Patrik Ouředník
Si c’est pas chouette
“L’avenir du monde n’est plus ce qu’il était. (…) un nouvel apprentissage avait vu le jour, qui consistait à enseigner aux gens ambitieux à s’exprimer comme des crétins, afin de devenir populaires et indispensables.” Pour le tchèque Patrik Ouředník, traducteur de Jarry, Queneau ou Beckett, la langue campe un témoin à charge (de dynamite) pour déboulonner la civilisation. Il faut compter une à deux générations pour que l’imbécilité s’installe définitivement.
Prenez Gaspard Boisvert, ex-conseiller du président américain le plus bête de l’histoire du pays (ce n’est quand même pas rien), devenu publicitaire pour Pernod-Ricard. Plongez-le dans le bain de la grande Histoire, celle de la guerre, ou bien dans une baignoire-sabot. Gaspard est-il soluble dans l’époque, son effervescence et, bon sang, est-il le petit-fils d’Adolf le Boche, plus habile assassin de tous les temps? Pour le découvrir, 111 chapitres, soit autant d’entrées que de fausses pistes, où Ouředník jongle entre l’histoire des religions, les crétins mous et les sanguinaires, les maladies du siècle que sont la dépression et les piètres écrivains.
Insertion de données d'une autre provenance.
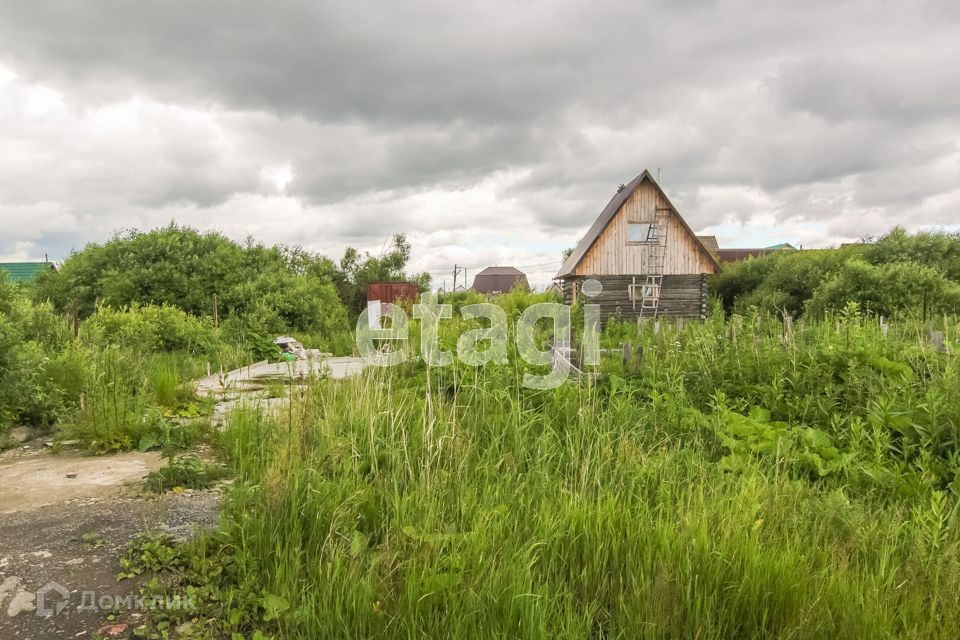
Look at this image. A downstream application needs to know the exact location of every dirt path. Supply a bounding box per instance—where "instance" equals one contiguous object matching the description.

Chez cet auteur de dictionnaires “non conventionnels”, traducteur en tchèque de Jarry, Queneau ou Beckett, la langue campe un témoin à charge (de dynamite) pour déboulonner une civilisation : la nôtre. Poursuivant le travail de compression encyclopédique déjà à l’oeuvre dans ‘Europeana. Une brève histoire du XXe siècle’, stéréotypes, idées reçues et tics langagiers sont rangés en ordre de bataille. S’agit-il d’une raillerie? Serait-on en train de se payer ma tête et, si oui, à combien démarre la mise à prix? S’interroge le lecteur à qui on ne la fait pas. On lui répondra que cet anti-roman féroce et inclassable est en vente libre au prix de 10 euros. “Si c’est pas chouette.”